História Quantitativa e Serial / Locus – Revista de História / 2008

No ano de 2000, articulou-se no âmbito da Associação Nacional de História (ANPUH) a constituição do Grupo de Trabalho de História Quantitativa e Serial. O GT tinha por objetivo promover a discussão sobre o uso de metodologias quantitativas na História em seus diferentes campos de investigação, como a História Econômica, História Demográfica História Social e História Política. Buscava-se, naquele momento, intensificar os contatos interdisciplinares da História, especialmente junto à Estatística, à Demografia, à Economia, à Ciência Política e à Sociologia. Exatamente com o intuito de iniciar as atividades do GT, realizou-se, entre os dias 30 de novembro e 1º de dezembro de 2000, nas dependências do Grande Hotel de Ouro Preto, o I Seminário de História Quantitativa e Serial. O Seminário viabilizou-se graças à parceria entre a Rede-IPEA, a ANPUH – Núcleo Regional de Minas Gerais, a Universidade Federal de Ouro Preto e a Pontifícia Universidade Católica de Minas Gerais. O objetivo do evento foi o de apresentar, em quatro sessões temáticas, pesquisas que estivessem empregando ou metodologias quantitativas ou fontes seriadas. O formato proposto pretendeu tornar visível a produção mais recente em cada um dos temas selecionados, mostrando suas articulações com a produção bibliográfica e com os avanços metodológicos da área. Paralelamente, objetivou-se colocar em contato pesquisadores com formações distintas e em diferentes estágios de formação profissional, a fim de permitir o surgimento de parcerias que pudessem tornar-se fecundas. O resultado deste primeiro encontro foi o livro História Quantitativa e Serial no Brasil: um balanço (Goiânia: ANPUH-MG, 2001).

Em 2003 foi levada a efeito a segunda edição do Seminário, com o mesmo formato, em Belo Horizonte, na PUC-MG.

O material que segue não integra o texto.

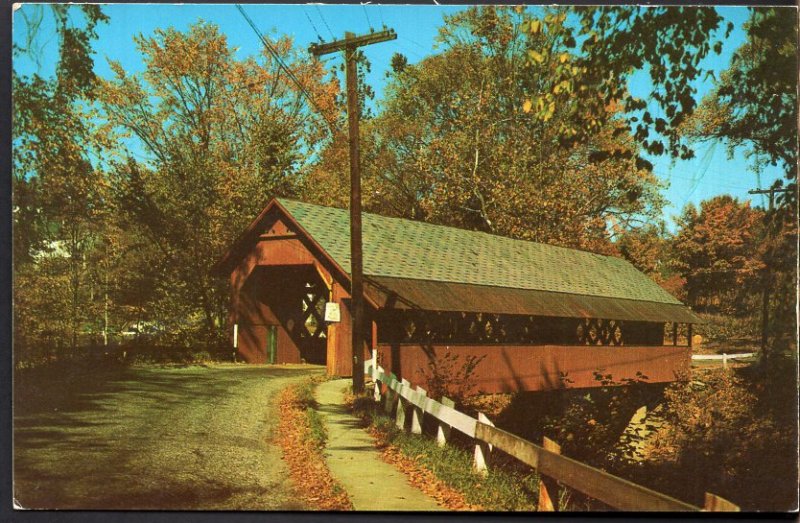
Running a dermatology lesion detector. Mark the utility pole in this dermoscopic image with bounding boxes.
[308,29,397,394]
[747,186,791,358]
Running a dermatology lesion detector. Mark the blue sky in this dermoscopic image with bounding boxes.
[13,4,782,228]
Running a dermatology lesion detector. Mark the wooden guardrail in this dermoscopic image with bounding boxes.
[364,353,739,512]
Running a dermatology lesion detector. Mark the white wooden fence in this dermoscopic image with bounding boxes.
[364,352,739,512]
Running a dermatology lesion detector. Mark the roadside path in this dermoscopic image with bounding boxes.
[315,380,444,511]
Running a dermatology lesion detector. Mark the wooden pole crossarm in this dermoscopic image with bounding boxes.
[308,29,397,56]
[308,29,396,392]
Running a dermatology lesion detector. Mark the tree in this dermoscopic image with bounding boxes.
[12,5,106,349]
[673,195,764,314]
[684,7,798,185]
[99,23,337,343]
[521,6,733,162]
[306,7,660,251]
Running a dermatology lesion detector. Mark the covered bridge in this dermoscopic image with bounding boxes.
[214,198,699,393]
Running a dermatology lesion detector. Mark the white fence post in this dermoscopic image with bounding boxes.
[436,396,456,447]
[411,385,428,434]
[383,373,397,414]
[472,412,494,476]
[372,360,381,403]
[395,378,411,430]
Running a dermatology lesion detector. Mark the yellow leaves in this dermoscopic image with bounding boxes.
[553,80,572,94]
[528,49,545,64]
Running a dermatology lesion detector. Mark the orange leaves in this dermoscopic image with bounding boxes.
[369,425,483,511]
[278,386,353,510]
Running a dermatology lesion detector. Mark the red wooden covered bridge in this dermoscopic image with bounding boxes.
[214,199,700,393]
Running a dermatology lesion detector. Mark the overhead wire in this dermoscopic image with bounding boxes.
[361,4,373,31]
[303,6,322,41]
[314,5,336,40]
[236,4,340,134]
[682,142,717,207]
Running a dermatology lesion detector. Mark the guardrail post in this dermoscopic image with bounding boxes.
[383,373,397,414]
[703,492,741,512]
[395,378,411,430]
[538,438,561,512]
[372,366,383,403]
[411,385,428,434]
[436,396,456,447]
[472,412,494,476]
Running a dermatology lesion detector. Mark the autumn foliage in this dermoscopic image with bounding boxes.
[277,386,353,510]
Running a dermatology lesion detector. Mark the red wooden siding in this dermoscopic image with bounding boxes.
[378,344,690,393]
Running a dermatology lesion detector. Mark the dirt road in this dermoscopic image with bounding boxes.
[14,364,323,510]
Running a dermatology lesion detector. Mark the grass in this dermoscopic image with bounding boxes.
[277,377,353,510]
[14,364,318,510]
[354,398,539,511]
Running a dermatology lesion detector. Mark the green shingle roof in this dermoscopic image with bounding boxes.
[278,198,681,305]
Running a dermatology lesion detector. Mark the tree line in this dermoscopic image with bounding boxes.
[12,5,797,364]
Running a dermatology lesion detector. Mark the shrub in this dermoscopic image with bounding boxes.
[651,369,797,510]
[419,351,486,405]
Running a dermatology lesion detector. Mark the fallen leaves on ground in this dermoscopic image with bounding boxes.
[277,386,353,510]
[369,426,485,511]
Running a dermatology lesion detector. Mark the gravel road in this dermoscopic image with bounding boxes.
[14,364,323,510]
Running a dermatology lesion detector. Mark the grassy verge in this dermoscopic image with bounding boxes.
[278,379,353,510]
[353,398,539,511]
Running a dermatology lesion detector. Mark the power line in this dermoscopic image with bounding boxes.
[236,4,339,134]
[303,7,322,41]
[314,5,336,39]
[361,4,373,31]
[378,6,386,29]
[681,142,717,211]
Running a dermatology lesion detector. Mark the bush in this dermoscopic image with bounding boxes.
[419,351,486,405]
[651,369,797,510]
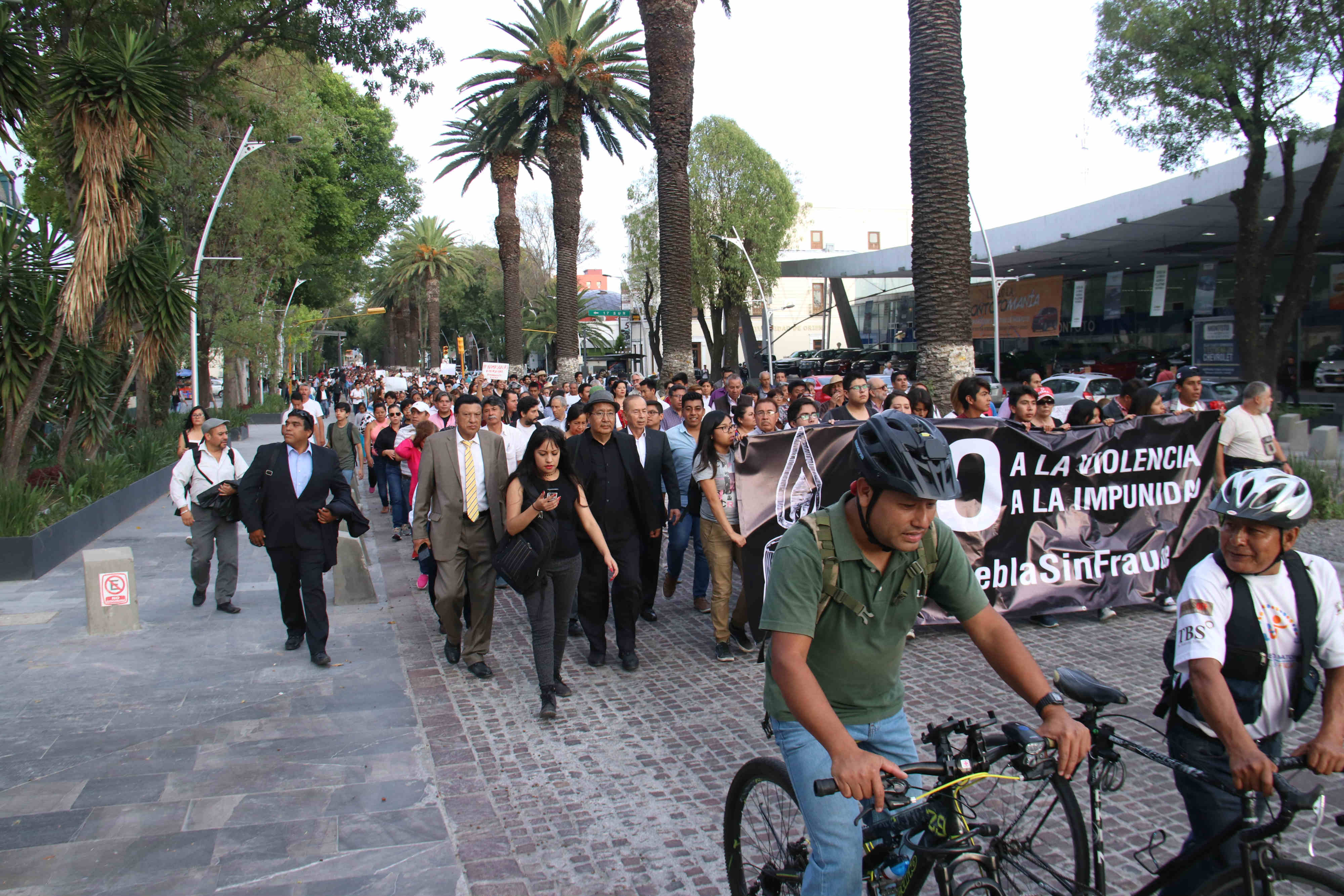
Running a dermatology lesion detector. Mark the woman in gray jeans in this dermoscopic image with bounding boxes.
[504,426,617,719]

A edição dos textos neste dossiê temático tem origem numa perspectiva e formato algo diferente: considera-se propício o momento para iniciar um balanço da produção histórica mais diretamente vinculada às metodologias quantitativas. Advirta-se, porém, que não se trata de uma reunião para se proceder apenas a um balanço historiográfico, mas sim, passar em revista o emprego mesmo das metodologias quantitativas e / ou fontes seriadas, e, neste particular, com certa ênfase nos abusos.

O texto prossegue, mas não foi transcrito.